Robert Bosch Krankenhaus
In Stuttgart, the 51st Evac. occupied and operated in the upper floors of the Robert Bosch Krankenhaus on the outskirts of the heavily damaged city.
 

Our nurses were housed in a nurses’ residence adjacent to the hospital.

 

Relatively few patients were admitted to the hospital and not long after our arrival in Stuttgart, Col. Weller was relieved of command and replaced by Col. James Yarborough.

 

On orders from Seventh Army Headquarters in Heidelberg, an official review of the 51st Evacuation Hospital was held on the hospital grounds.
 

Col. Rudolph presented Col. Yarborough and Lt. Col. Cook with the unit’s "Service Award of Merit", citing the 51st’s record of 277 days of operation in the European Theater ("E.T.O."), 21,666 patients admitted during that time, with 9,454 operations performed and 6,143 patients returned to duty.

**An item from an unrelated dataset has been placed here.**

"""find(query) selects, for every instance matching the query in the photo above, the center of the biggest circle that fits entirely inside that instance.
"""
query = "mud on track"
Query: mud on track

The 51st Evac. was relieved of duty on Oct. 12, 1945 and ordered to return to the U.S. for training and possible redeployment to the Pacific Theater of Operations. However, Art Wallace, Don McNeil, Bill Tucker (from Nashville, TN) and I did not have enough points for "redeployment". We four were reassigned to the 216th General Hospital just across the river from Stuttgart in Bad Canstadt.

 

Bill Tucker (my old tentmate of the last year and a half) and I applied for and received a two weeks "delay en route" to the 216th General Hospital. Ken Dufore gave us his old jeep, which we swapped, along with a bottle of Johnny Walker, for a relatively new jeep at the 28th Division Motor Pool. We loaded the jeep with coffee and other supplies from the 51st’s closing mess and drove south through the beautiful, mountainous country of eastern France to the French Riviera. 

 

 

Cannes was again ready for visitors and a fine "R. & R." area for us for a week.
 

 

We returned to Bad Canstadt through Northern Italy, passing through Monaco ...
... Lake Garda ...
... and over the Brenner Pass on the way.

 

 

Medical work at the 216th General Hospital was really depressing. Part of my assignment was a ward of para- and quadriplegic "G.I.’s", paralyzed as a result of jeep accidents or accidental gunshot wounds.
 

 

A 3 day "leave" to Paris was a welcome break, and it was a joy to see how beautiful and untouched Paris ("The City of Lights") was.

 

 

The end of December 1945, Art Wallace and I (in the front row in this photo) finally received our orders to return home.
After what seemed like and endless wait at Camp Lucky Strike ... 
 

 

... we boarded a "Victory ship" at La Harve for the two weeks winter crossing of the North Atlantic ...

... debarking at New York’s Port of Embarkation.

 

At Christmas, we were still at Camp Kilmer, NJ, but in early Jan. 1946, a C-46 flew us home to California.
 

Art Wallace and I were the last two members of the 51st Evac. Hospital to return home. It had been a great journey, but better yet was to be home again!